Clemente’s desire to reinvest painting with an epic historicism is reflected in the fact that while many of his contemporaries on the New York art scene cite mass media as the central source of their work, he looks to the written word for inspiration.

“Francesco’s always had a tremendous interest in books,” says Raymond Foye, the owner of Hanuman Books, who’s been collaborating with Clemente since 1983. “He made 12 handmade artists’ books which were printed in Madras by his friend C.T. Nachippan, he’s collaborated with several poets on books (Gregory Corso, Allen Ginsberg and Rene Ricard among them) and has been the subject of three books. Together, he and I have done 42 books through Hanuman Press. Francesco does the covers and chooses the photographs and I edit the text.”

Clemente and Foye are presently at work on a collection of interviews with Jack Kerouac, a book of stories by Cookie Mueller (a New York writer who recently died of AIDS), a book on Picasso by David Hockney and a compilation of the gospel speeches of Bob Dylan--apparently, yet another manifestation of Clemente’s fascination with religion.

“I was raised Catholic but for several years I’ve been studying the religious traditions of India and the East,” he explains. “I’ve had no formal religious training and I don’t meditate, although I certainly pray--for me, prayer goes on constantly in one form or another. I’ve had a few pivotal experiences in the course of my spiritual studies and have met some extraordinary people. I met Krishnamurti, who lived in Madras prior to his death, and I met another very powerful man in Delhi who was close to Krishnamurti. Krishnamurti’s ideas have been quite important for me.”

Another facet of Clemente’s quest for self-knowledge is reflected in his unending travels.

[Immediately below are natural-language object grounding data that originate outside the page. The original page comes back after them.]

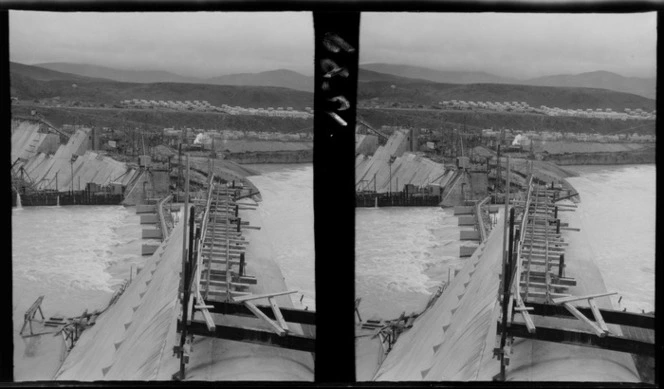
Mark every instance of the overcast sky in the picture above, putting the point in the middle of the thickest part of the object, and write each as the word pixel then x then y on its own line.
pixel 206 44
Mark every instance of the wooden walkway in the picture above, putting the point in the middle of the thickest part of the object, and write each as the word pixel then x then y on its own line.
pixel 223 274
pixel 215 272
pixel 538 287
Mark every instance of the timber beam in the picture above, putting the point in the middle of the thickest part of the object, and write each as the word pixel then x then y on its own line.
pixel 252 335
pixel 608 342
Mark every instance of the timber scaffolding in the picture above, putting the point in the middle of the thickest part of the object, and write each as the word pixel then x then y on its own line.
pixel 216 282
pixel 537 287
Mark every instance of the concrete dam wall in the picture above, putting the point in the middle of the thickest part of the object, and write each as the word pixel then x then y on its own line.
pixel 134 339
pixel 33 151
pixel 405 168
pixel 454 339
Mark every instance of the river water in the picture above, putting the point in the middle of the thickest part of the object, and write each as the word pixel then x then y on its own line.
pixel 401 254
pixel 77 256
pixel 287 211
pixel 617 211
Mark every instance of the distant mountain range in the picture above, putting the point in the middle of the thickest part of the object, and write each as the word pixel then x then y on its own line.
pixel 645 87
pixel 280 78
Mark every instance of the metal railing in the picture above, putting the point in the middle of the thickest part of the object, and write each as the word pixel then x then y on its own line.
pixel 162 220
pixel 480 221
pixel 196 280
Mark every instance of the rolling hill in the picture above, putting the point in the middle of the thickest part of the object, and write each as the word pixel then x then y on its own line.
pixel 645 87
pixel 43 74
pixel 606 80
pixel 282 78
pixel 137 76
pixel 421 93
pixel 112 92
pixel 31 82
pixel 439 76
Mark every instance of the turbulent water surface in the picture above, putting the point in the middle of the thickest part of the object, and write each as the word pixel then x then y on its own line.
pixel 76 256
pixel 401 254
pixel 617 210
pixel 288 218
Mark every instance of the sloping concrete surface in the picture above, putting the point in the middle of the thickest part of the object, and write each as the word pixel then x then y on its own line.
pixel 33 147
pixel 407 168
pixel 454 339
pixel 134 339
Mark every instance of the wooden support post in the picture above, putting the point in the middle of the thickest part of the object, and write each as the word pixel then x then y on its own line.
pixel 584 319
pixel 277 314
pixel 277 329
pixel 598 316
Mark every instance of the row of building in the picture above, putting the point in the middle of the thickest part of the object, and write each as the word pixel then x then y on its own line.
pixel 206 136
pixel 205 106
pixel 522 106
pixel 524 137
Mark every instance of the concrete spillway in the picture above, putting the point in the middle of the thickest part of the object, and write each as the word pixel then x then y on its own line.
pixel 454 339
pixel 134 339
pixel 43 159
pixel 406 168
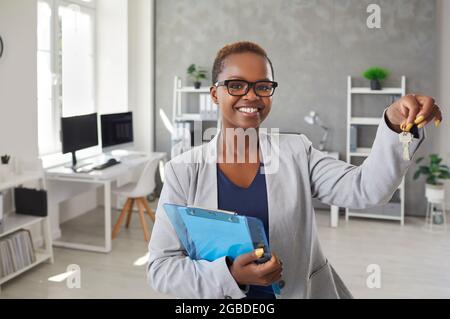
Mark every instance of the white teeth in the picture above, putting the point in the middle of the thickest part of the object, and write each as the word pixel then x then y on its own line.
pixel 248 110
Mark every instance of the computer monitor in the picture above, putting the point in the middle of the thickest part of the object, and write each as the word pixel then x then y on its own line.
pixel 77 133
pixel 117 129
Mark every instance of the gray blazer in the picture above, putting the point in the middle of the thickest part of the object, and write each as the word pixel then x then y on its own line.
pixel 295 173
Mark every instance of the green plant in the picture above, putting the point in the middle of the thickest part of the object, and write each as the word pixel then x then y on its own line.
pixel 376 73
pixel 195 73
pixel 434 170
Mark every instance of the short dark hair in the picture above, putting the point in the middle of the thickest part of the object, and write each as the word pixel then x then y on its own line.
pixel 234 48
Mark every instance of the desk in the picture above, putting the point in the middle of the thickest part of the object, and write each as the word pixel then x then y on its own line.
pixel 334 210
pixel 64 177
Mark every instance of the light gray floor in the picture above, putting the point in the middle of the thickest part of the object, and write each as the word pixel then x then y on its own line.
pixel 414 262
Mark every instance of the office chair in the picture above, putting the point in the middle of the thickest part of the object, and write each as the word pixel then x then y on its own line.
pixel 136 192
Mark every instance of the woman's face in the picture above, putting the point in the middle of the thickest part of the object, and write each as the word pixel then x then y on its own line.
pixel 244 66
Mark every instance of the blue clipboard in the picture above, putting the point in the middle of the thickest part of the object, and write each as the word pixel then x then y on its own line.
pixel 212 234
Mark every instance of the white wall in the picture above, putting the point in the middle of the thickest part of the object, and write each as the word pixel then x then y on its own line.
pixel 444 82
pixel 141 48
pixel 18 79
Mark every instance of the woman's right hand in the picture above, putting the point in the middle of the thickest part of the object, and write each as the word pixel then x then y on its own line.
pixel 246 272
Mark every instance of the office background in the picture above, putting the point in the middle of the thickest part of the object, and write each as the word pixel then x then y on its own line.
pixel 314 46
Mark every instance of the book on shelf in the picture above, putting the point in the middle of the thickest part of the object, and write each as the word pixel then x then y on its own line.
pixel 208 110
pixel 16 252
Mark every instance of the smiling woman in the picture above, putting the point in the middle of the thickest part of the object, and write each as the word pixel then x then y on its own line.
pixel 243 88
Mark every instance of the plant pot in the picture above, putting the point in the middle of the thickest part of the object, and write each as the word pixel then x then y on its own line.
pixel 434 193
pixel 5 171
pixel 375 85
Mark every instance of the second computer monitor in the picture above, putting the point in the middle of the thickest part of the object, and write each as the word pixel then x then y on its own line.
pixel 117 129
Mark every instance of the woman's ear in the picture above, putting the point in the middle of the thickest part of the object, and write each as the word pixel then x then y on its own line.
pixel 213 93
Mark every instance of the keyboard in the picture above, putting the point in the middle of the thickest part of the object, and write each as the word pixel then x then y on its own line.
pixel 107 164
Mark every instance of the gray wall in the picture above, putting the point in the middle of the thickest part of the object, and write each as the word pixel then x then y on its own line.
pixel 314 45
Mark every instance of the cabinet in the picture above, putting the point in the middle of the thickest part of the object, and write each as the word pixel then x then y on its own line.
pixel 13 222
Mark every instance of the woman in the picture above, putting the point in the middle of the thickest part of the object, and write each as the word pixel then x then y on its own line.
pixel 229 175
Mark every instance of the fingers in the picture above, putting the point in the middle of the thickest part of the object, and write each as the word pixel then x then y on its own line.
pixel 410 106
pixel 269 267
pixel 248 258
pixel 435 115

“I travel because I like to be reminded of different ways of living,” he explains. “It’s very liberating to see that the law of one land is meaningless in another. Lately I’ve found myself very curious about Africa, yet I feel shy about opening a new chapter. Still, I feel I know Africa in the way I knew India without ever having been there.

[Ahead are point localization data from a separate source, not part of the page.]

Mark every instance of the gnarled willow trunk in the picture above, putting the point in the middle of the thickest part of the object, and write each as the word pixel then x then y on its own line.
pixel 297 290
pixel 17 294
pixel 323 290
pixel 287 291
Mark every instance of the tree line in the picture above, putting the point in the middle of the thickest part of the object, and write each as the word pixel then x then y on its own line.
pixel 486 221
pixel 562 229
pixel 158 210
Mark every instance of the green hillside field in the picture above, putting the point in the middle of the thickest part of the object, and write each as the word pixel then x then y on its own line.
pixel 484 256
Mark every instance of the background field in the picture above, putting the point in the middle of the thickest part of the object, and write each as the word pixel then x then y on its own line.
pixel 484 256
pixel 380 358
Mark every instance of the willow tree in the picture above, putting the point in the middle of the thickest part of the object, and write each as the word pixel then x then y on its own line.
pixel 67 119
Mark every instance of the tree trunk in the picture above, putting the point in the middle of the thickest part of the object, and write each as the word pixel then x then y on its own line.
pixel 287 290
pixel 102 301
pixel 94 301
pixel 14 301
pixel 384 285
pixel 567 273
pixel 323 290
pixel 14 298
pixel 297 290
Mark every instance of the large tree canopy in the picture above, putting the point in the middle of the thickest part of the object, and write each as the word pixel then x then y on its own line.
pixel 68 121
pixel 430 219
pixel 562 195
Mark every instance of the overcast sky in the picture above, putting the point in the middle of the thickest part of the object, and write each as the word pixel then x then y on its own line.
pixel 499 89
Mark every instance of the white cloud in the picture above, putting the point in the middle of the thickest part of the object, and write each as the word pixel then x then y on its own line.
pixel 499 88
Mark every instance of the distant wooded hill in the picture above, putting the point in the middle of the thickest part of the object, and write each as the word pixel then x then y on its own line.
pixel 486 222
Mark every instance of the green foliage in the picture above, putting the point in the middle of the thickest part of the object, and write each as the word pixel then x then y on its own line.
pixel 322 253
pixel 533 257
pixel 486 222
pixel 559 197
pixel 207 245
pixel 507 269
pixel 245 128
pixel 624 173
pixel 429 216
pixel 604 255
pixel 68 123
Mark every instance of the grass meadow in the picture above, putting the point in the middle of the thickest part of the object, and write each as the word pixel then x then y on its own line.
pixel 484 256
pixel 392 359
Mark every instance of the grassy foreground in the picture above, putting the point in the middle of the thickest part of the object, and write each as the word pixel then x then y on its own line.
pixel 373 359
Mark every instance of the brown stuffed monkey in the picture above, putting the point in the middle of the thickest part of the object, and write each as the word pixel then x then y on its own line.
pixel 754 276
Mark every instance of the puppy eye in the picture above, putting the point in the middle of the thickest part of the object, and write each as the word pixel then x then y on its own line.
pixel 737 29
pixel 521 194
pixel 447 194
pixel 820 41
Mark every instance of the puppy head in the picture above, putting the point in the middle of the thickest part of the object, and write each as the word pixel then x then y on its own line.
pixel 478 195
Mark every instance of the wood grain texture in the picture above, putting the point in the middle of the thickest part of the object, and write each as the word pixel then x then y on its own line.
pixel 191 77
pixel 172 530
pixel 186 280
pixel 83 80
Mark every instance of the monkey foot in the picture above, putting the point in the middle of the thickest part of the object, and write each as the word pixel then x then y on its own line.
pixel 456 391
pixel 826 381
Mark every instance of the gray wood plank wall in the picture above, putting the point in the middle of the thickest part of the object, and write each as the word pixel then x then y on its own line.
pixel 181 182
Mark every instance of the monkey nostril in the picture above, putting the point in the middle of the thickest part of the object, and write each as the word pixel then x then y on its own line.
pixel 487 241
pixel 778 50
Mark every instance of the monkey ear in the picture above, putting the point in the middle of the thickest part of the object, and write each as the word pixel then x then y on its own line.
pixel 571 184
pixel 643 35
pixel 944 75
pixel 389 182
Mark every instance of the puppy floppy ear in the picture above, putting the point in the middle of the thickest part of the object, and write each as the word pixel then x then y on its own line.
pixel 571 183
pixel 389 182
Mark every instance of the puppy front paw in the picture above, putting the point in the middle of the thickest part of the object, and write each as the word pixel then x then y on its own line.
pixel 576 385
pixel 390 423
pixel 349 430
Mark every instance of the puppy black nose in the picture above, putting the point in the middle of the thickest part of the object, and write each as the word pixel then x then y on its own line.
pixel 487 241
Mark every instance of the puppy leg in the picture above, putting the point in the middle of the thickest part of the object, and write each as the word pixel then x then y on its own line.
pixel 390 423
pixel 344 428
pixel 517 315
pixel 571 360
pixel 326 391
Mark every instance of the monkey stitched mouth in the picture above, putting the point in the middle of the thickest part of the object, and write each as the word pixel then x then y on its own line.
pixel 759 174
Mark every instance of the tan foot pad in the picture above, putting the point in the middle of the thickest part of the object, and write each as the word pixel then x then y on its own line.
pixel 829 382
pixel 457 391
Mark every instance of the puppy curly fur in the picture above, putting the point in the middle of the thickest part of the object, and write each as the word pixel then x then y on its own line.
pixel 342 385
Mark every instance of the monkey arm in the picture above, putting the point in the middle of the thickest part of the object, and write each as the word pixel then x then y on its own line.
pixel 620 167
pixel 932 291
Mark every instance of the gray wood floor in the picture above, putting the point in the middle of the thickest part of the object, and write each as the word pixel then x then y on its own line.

“I love New York, partly because I’ve always felt strong emotional ties with the Beat Generation and the New York School of painting. And I’ve enjoyed the time I spent in L.A., but I don’t think I could live there without being on drugs. That seems like the way you’re supposed to experience the place, no?

“Generally, I like this country very much, although I find that there’s a unique way of feeling worthless in America. Because there’s no class system here commerce has been made god, and if you have no product to send to market, you’re nothing. There’s an intense kind of loneliness that’s peculiar to this place--but loneliness isn’t always bad. Loneliness can be sublime.”

Clemente’s years of travel are visually manifested in the sweeping universality of his paintings. Designed to be felt rather than interpreted, his work is infused with great tenderness--one senses in these images an acute awareness of the fragility of living, and a profound affection for the endless parade of faces that pass through--all of whom are struggling with the bonds of consciousness, all of whom are basically the same.

“The faces in my paintings all look alike because I want the figures to have the quality of just faces in the crowd--because that is what we all are,” says Clemente.

Yes, one concurs, but how does Clemente reconcile this humble understanding of man’s place in the universe with the fact that he’s treated as a god within the art world?

“The fringe benefits and attention that go with being an artist can be amusing, and when I first came to New York I socialized a lot and enjoyed it immensely. But the ‘career’ part of my life doesn’t change the fact that I’m disappointed in myself all the time. Even when my work is hailed as successful and people respond positively to it, it has little effect on my perception of myself because I feel that I’m just the vehicle for the work. It passes through me, that’s all. I struggle to remain aware of that because that understanding helps me to walk lightly through life.”